The facility’s key storage methods and manual, paper-based processes made it difficult to keep an accurate audit trail. For example, when storing multiple key rings on a single hook, it was difficult to see how many sets of keys there actually were, which led to the wrong number of key rings being recorded.
Employee training and accountability issues resulted in key control logs not being updated in a timely manner — if at all. It was also problematic that key-issue authorizations weren’t always completed and there wasn’t an effective process for storing and accessing historical records.
The deficiencies in the key control audit added to the correctional facility’s compliance burden, since it had to correct all the key control problems it was cited for, in addition to issues cited in other categories. Worse, the inaccurate records would make it easier for missing keys to go unnoticed, increasing security risks.
Best Practices for Creating and Maintaining an Audit Trail
Regardless of your industry or the types of keys you manage, there are typically two culprits for inadequate audit trails: manual processes and lack of employee accountability. To create and maintain a verifiable audit trail that’ll help you avoid unauthorized key use and liability, follow these best practices:
- Move away from manual logs and digitize the key control record by using an electronic key control system.
- Ensure you capture all pertinent details of a transaction, including who took the key, why they took it, when it was removed and when it was returned.

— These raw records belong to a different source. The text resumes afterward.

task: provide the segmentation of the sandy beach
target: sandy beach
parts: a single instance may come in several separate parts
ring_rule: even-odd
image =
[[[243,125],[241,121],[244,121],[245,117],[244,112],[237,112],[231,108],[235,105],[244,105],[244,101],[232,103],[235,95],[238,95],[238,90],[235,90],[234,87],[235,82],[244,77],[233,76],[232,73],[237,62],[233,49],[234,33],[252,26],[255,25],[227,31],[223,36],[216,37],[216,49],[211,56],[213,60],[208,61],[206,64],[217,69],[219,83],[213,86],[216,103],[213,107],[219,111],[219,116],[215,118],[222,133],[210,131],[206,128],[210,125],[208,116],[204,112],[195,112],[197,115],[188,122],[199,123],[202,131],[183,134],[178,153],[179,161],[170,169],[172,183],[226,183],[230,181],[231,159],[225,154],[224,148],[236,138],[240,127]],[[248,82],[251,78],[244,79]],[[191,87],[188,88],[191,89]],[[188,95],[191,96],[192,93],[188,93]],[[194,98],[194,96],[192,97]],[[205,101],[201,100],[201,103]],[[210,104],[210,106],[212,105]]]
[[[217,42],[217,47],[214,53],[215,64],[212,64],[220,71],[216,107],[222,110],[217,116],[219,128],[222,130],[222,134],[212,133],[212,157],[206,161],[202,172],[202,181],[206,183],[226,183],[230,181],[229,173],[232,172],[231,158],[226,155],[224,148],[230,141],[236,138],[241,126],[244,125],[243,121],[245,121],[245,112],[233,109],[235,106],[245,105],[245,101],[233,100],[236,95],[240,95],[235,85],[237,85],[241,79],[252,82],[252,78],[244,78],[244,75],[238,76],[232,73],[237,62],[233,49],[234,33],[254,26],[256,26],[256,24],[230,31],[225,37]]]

- Store keys in such a way that they can be easily found within the system and can’t be accessed without authorization.
- For sensitive keys, automatically record which manager or supervisor authorized someone to have a key (e.g., by requiring both an employee and their manager to log in to an electronic key control system in order to check out certain keys).
- Set due dates for keys and enable text or email alerts for when keys aren’t returned on time.
- Have a way to easily run reports of key activity.
- Back up data to ensure you have a copy of your key access history.